L’approche de l’élargissement de l’Union européenne, le 1er mai prochain relance le débat sur le positionnement de l’Europe face à l’hyperpuissance états-unienne : pôle indépendant ou vassal de l’Empire ?
Pour Pascal Boniface, dans Le Figaro, l’entrée dans l’Union de dix nouveaux membres aux élites atlantistes va se traduire par un accroissement des moyens d’action de Washington sur l’Europe. Toutefois, cette situation ne devrait pas durer. La perte d’intérêt stratégique de ces pays depuis la fin de la Guerre froide et la situation des finances états-uniennes n’inciteront pas Washington à se montrer plus attractif que les pays d’Europe prônant l’indépendance. Aussi, cet affaiblissement du courant autonomiste européen ne saurait être que passager. Cette analyse est partagée, à l’autre extrémité de l’échiquier politique, par Franck Gaffney qui exprime son inquiétude aux lecteurs du Washington Times. Il craint que la « Nouvelle Europe » se détourne de Washington si elle est intégrée dans une Europe qui dispose des moyens de mener une politique étrangère et de défense autonome. Le coordinateur des faucons craint donc tout particulièrement la nouvelle Constitution européenne et s’alarme des positions de Tony Blair à ce sujet. Il convient donc, conseille-t-il à ses lecteurs, de changer de partenaire à Londres et de s’appuyer désormais sur les conservateurs pour y faire obstacle. Ce texte est rédigé au moment où le débat sur le constitution européenne au Royaume-Uni s’accompagne d’une remise en cause de la « relation privilégiée ».

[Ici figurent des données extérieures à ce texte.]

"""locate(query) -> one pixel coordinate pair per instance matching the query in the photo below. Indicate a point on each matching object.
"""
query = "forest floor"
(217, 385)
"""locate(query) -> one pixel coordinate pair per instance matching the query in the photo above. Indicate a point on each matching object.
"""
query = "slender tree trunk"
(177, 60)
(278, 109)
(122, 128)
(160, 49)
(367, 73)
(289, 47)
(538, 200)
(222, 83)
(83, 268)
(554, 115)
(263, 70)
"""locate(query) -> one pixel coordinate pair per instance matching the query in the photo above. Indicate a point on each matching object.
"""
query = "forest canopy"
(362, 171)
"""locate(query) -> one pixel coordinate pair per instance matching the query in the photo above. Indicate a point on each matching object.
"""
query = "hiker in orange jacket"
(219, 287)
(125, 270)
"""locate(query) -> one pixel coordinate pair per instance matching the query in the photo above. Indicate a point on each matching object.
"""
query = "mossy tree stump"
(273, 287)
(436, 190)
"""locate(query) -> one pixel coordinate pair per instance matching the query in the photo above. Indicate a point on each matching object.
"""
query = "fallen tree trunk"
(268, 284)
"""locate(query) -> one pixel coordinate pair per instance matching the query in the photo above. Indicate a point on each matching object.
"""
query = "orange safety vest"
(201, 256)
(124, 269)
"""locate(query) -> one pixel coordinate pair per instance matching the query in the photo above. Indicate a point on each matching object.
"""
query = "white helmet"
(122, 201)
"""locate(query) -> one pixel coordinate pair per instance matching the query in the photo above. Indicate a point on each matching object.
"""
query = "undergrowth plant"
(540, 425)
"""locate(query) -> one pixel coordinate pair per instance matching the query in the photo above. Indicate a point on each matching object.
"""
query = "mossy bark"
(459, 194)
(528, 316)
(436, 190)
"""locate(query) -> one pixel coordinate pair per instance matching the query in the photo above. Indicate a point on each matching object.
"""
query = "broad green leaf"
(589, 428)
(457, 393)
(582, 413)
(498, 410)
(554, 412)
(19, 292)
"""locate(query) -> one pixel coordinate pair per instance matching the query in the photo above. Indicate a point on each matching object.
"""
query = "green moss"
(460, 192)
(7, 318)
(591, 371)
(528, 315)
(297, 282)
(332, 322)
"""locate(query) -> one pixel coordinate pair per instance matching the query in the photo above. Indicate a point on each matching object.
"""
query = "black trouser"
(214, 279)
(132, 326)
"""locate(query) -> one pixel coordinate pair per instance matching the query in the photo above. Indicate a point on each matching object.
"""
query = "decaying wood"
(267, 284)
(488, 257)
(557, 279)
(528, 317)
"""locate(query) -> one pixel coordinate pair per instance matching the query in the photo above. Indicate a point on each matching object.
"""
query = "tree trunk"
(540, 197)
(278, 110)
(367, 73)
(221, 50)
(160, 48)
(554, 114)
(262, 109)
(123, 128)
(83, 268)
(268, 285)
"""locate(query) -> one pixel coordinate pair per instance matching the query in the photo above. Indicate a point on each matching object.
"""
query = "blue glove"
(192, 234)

Cet élargissement remet également en cause le statut de Chypre, divisé entre le Sud grec et le Nord turc depuis 1974. Le 24 avril aura lieu un référendum sur le projet Annan de réunification de l’île dans une structure fédérale, projet qui, d’après les sondages, dispose du soutien des chypriotes turcs, mais est massivement rejeté par les chypriotes grecs. L’International Herald Tribune ouvre ses colonnes aux partisans internationaux du « oui » qui adoptent la stratégie de la carotte et du bâton. Javier Solana affirme que l’Union européenne respectera le choix exprimé, mais est favorable au plan et a déjà prévu un budget pour aider l’île réunifiée et y soutenir l’intégration, Chypre a donc intérêt à ratifier le plan Anann. Gareth Evans et Martti Ahtisaari se font beaucoup plus menaçants : au cas où l’une des deux communautés voterait en faveur du « non », celle-ci perdrait la « sympathie de la communauté internationale ». Chypre n’a donc pas intérêt à ne pas ratifier le plan.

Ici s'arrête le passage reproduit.